Another big plus is that since all transformations are described in natural language as well as in code, auditing data manipulations becomes a lot easier and quicker. I can thus wholeheartedly recommend this workflow to everyone who works with data for a living.

Laws - the source code of society

25 May 2014

Today the citizens of EU will elect a new parliament and this seemed a good opportunity to write down some of my thoughts on lawmaking. As the title suggests, I think that law texts are very similar to source code. Of course, source code is a lot stricter insofar as it defines exactly what the computer will do. Laws on the other hand describe general rules for behaviour as well as the punishment for violations of those - ultimately though, both are expressed as text. Yet where programmers have developed sophisticated tools to work with source code, laws are still developed in bizarre workflows that necessitate a huge support staff. In this post I want to describe one set of tools used by programmers to work on texts; how I think they could be useful for lawmaking; and what our society would gain if our lawmakers would adopt them.

When non-programmers write, they often realize that it would be beneficial to save old versions of their texts. This leads to document file names with numbers attached (“Important text 23.doc”) and then the infamous “final”, “final final”, “really final” etcetera progression.

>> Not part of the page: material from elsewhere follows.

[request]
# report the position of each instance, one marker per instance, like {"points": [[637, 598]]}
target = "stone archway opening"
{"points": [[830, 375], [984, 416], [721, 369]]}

Programmers instead rely on a set of tools that are known as Distributed Version Control Systems (DVCS). The most famous of these is probably Git, which is used in many open source efforts. What these tools do is manage the history of the text documents registered with them, and allowing easy sharing and merging of changes.

In practice, after changing a couple of lines in one or more documents these changes are recorded as one “Changeset”. These changesets can be displayed as a timeline and one can go back to the state of the documents at any point in its history.

A sample of the timeline of several changes in a DVCS

This in itself is alreday clearly useful, but what really makes DVCS magnificent tools is the ability to manage not just a simple linear progression of changes but different “Branches”. This allows several people to make changes to the text, share their changesets and let the system automatically combine their changes into a new version.

Because changes by many people creating many branches can become confusing, there are some great tools to visualize these changes, as well as complex workflows that allow others to review and authorize changes via their cryptographic signature.

So how would these tools be useful in creating law texts? The main benefit would be to clearly document which politician introduced which line into a law, and which edits they made. Others in the working group could create branches with their favoured wording, and these could then be combined into the final version that is voted on by parliament.

One very useful tool is the blame tool (sometimes also called praise or annotate), which displays a document in such a way that each line is tagged with the person who last changed it. I think that it could be quite revealing to see who changed what in our laws, a process that at present would be very time consuming.

The website Abgeordnetenwatch already tracks the voting behaviour of the members of the German parliament, and it would be a great extension of this effort if the genesis of all law texts were plain to see for everyone as well. Bundesgit already puts the final German law texts into a Git database - but because these are only the final texts and Git is only accessed by a single person instead of the real authors, the real power of a DVCS can’t be used. For things like the blame tool to work, all the small changes during the draft stage in the parliament’s working group would have to be made inside a DVCS by their respective authors.

I am sure that there are many more potential improvements to the process of lawmaking that would be possible if lawmakers used DVCS tools. But the main and immediate advantage would be an increase in transparency, which in the end is what democracy is all about. Laws are the source code of our societies. Let’s make sure they are made with the best tools available.